Thursday, July 28, 2016

Address to Die For (A Maggie McDonald Mystery)

Author:  Mary Feliz
Genre:  Mystery

Paperback, Ebook
ISBN #:  9781601836649
Lyrical Underground
250 Pages
$15.00; $3.99 Amazon
July 19, 2016

Four Stars



For professional organizer Maggie McDonald, moving her family into a new home should be the perfect organizational challenge. But murder was definitely not on the to-do list . . .

Maggie McDonald has a penchant for order that isn't confined to her clients' closets, kitchens, and sock drawers. As she lays out her plan to transfer her family to the hundred-year-old house her husband, Max, has inherited in the hills above Silicon Valley, she has every expectation for their new life to fall neatly into place. But as the family bounces up the driveway of their new home, she's shocked to discover the house's dilapidated condition. When her husband finds the caretaker face-down in their new basement, it's the detectives who end up moving in. What a mess! While the investigation unravels and the family camps out in a barn, a killer remains at large-exactly the sort of loose end Maggie can't help but clean up . . .     

********

Maggie McDonald, her husband Max and their two sons, David and Brian have just moved from Stockton, California to Orchard View, near Silicon Valley.  While they are barely inside the door of the house, which was left to Max by his Aunt Kay, he stumbles across a body in the basement.  There's nothing for it but to spend a night or two in the barn (which, thankfully, has a bathroom and shower) while the police decide if it was natural causes.  But the house needs a lot of work until it's completely habitable, and before they can really settle in, Max is sent to India for his job, leaving Maggie and the boys to set things in order.

It's not too long before there's an act of vandalism on the property, and the police figure it's just kids and probably won't escalate.  Maggie, a professional organizer, is slightly daunted by all that lay before her, since it seems the house needs everything from the ground up - including appliances - but soon receives help from a woman she meets at a parents' meeting at her sons' school.  The friend, Tess, is a realtor, and knows nearly everyone in town, so getting the house cleaned and in order doesn't seem to be a problem - until there's another act of vandalism, and it seems to be escalating in violence.

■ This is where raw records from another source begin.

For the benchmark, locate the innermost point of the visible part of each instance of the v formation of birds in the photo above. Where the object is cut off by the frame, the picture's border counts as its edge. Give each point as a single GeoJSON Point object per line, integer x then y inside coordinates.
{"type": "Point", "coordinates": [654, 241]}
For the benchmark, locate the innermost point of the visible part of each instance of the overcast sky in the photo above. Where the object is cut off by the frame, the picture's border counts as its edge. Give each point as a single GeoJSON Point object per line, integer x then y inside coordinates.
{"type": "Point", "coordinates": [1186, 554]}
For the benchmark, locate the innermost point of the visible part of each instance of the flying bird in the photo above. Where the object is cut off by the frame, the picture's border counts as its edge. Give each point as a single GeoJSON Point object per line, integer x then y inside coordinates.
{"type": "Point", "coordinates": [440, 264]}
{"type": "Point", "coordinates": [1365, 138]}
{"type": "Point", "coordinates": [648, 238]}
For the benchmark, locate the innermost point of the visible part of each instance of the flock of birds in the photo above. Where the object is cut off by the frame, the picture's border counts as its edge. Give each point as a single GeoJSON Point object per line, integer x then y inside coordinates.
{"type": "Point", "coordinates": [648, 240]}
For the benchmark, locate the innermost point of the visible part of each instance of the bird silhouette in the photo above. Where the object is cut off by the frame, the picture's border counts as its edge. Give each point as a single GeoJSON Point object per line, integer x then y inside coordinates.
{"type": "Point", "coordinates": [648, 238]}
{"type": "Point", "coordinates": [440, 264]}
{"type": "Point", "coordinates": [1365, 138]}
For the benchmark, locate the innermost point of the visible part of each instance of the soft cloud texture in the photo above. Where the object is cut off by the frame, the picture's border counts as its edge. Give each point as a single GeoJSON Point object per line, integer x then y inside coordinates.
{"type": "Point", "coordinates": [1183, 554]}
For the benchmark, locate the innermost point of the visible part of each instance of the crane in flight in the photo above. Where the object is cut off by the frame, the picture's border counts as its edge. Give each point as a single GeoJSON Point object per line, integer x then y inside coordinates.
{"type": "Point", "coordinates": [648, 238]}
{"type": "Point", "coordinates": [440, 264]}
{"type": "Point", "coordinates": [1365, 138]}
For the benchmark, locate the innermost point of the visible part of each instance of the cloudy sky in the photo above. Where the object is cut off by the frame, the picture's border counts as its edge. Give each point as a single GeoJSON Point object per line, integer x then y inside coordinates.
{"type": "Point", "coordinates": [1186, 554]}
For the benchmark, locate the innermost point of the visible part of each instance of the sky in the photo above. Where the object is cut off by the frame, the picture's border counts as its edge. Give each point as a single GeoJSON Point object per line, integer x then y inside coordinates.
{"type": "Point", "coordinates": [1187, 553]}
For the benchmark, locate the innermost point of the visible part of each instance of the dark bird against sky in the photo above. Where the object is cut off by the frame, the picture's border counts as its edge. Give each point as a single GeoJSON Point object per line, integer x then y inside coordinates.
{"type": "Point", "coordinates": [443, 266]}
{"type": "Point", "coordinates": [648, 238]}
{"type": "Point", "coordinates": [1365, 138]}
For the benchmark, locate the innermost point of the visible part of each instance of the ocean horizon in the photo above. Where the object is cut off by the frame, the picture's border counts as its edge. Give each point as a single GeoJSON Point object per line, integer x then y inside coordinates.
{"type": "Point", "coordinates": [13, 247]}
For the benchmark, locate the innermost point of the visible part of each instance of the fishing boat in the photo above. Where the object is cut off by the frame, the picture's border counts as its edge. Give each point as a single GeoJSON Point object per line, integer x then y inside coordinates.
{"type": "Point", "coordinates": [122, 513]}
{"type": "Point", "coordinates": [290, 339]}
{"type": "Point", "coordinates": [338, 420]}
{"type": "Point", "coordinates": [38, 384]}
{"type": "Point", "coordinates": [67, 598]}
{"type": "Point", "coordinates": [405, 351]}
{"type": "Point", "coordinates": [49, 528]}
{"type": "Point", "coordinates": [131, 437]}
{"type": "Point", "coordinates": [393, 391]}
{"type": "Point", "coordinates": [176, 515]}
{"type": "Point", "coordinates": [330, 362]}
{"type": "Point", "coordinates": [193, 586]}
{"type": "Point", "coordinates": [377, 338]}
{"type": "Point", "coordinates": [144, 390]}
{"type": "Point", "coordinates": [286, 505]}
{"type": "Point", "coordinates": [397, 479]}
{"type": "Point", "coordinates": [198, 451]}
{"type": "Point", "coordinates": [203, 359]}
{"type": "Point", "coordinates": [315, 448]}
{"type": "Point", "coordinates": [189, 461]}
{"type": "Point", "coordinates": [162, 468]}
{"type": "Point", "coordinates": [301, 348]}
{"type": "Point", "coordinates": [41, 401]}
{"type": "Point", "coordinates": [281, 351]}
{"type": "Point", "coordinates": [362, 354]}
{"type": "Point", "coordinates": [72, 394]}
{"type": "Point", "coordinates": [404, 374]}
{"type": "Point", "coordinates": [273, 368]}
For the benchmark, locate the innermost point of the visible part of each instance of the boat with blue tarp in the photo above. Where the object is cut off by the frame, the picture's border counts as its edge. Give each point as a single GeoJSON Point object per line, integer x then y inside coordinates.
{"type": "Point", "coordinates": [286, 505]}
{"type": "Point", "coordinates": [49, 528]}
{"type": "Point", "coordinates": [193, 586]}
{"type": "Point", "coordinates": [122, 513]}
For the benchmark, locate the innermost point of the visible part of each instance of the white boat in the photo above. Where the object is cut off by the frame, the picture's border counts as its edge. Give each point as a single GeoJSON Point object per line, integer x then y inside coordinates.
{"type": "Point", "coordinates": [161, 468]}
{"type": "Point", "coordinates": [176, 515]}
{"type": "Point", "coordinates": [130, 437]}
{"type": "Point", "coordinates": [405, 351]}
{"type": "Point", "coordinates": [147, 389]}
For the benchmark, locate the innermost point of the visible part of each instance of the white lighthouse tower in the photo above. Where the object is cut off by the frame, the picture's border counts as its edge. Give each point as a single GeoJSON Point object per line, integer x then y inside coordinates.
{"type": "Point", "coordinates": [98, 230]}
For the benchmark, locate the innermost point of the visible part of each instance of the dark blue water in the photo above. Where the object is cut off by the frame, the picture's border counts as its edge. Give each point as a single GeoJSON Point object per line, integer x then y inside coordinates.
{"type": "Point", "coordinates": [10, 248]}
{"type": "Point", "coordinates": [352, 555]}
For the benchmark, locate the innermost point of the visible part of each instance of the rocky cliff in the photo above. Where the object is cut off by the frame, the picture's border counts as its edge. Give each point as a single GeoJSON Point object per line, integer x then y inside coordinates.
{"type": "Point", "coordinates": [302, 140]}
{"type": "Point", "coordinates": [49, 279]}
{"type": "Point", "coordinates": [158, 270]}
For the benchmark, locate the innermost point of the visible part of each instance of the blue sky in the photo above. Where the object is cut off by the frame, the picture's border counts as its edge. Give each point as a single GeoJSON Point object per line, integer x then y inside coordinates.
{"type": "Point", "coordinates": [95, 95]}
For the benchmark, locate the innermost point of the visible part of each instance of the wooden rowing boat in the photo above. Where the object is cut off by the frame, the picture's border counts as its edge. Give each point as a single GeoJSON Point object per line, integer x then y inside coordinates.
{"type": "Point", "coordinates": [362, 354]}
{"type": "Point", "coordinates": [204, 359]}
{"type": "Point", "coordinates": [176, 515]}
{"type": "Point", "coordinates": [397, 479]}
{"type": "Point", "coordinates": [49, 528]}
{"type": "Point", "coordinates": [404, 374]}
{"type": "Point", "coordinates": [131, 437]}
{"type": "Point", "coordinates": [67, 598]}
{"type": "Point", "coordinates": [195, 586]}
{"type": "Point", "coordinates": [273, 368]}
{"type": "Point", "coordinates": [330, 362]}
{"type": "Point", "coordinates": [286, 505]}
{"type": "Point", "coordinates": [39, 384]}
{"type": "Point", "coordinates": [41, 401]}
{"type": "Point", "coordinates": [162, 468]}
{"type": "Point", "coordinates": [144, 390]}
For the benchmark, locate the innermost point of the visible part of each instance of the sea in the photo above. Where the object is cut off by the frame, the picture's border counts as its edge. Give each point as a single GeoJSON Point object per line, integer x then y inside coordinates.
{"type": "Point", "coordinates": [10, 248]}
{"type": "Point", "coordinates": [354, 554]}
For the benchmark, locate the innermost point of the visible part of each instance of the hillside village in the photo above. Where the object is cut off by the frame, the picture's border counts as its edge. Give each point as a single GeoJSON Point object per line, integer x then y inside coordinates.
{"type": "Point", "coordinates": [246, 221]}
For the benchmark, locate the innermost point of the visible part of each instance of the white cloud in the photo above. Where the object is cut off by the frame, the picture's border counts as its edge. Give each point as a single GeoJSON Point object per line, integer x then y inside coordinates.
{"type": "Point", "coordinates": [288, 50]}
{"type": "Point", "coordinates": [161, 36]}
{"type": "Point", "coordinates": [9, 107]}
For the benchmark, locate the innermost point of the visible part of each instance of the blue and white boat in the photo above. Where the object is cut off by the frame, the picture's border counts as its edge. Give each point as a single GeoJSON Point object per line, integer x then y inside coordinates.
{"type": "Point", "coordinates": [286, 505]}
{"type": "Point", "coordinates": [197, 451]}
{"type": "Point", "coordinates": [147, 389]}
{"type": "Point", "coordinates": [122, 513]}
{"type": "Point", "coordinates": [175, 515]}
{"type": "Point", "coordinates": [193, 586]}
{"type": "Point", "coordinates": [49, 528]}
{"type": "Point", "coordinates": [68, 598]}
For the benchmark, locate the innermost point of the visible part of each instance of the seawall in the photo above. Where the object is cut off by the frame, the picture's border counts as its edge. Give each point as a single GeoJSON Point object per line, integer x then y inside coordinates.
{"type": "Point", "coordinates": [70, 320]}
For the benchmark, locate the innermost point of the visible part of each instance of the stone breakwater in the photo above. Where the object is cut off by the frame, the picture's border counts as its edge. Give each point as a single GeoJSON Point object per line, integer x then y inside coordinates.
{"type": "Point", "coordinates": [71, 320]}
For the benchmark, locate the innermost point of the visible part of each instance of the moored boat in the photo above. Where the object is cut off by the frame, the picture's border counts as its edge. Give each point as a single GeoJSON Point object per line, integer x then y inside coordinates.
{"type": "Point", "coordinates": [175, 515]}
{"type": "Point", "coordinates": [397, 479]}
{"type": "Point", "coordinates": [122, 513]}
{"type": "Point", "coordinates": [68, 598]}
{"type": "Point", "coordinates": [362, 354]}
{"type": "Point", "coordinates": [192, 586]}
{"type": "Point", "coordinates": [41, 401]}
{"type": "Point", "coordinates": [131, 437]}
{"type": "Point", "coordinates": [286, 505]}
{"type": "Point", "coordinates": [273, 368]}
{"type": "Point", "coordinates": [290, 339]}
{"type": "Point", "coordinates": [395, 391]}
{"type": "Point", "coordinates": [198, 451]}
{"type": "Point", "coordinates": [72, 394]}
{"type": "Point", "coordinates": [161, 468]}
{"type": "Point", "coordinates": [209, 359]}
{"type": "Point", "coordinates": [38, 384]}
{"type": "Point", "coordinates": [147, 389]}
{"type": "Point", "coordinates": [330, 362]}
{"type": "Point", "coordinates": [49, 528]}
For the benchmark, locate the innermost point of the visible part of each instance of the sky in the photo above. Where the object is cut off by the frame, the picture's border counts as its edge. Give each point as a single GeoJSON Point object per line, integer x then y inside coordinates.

But when another death occurs, it's not just Maggie who thinks the vandalism and the death could be connected, and finds herself dragged into an investigation of what's going on, whether she wants it or not.  Wanting to protect her children at all costs, and thinking that her family and her very home is in danger, Maggie ignores the warnings to 'go back to Stockton,' determined to figure out who is trying to get rid of them - and why.

When I began reading the book, I was pleasantly surprised to find that our protagonist was a married mother of two, which is not the usual type in cozy mysteries - and by that I mean she is either single or divorced, a single mother, etc., and then was almost immediately disappointed when Maggie's husband Max is sent away on a business trip to another country leaving her - you guessed it - to solve a murder by herself.  Don't get me wrong; she has plenty of help from cops, friends, etc.; but Max is missing, which in effect puts her right back in the category of the women listed above.  Now I love those mysteries, so I'm not saying that's wrong.  I'm just saying that this book could have been a breath of fresh air and then it was as if someone up and closed the window...

Otherwise, I enjoyed the book for the most part, with the mystery well hidden until almost the end of the book, which is how it should be.  There were plenty of misleading clues, lots of suspects and questions that never really seemed to get answered, which showed Maggie's frustration in trying to figure everything out.  This is a very good thing.

But in the end I felt that at the conclusion of it all, the police should have been more aware of what was going on.  If the 'problem' as it were, was as widespread as we were told at the finish, you would think that the local authorities would have somehow been aware of something like that occurring.  It seemed plenty of other people knew what was going on (including kids) but not them.  Where I live, they would have been all over it.  Yet they admitted that they were completely unaware of it, which seemed unrealistic to me.  However, since this is a first book, I imagine the author is still finding her way, and because of that, it was otherwise a good read and a good start to a new series.  Recommended.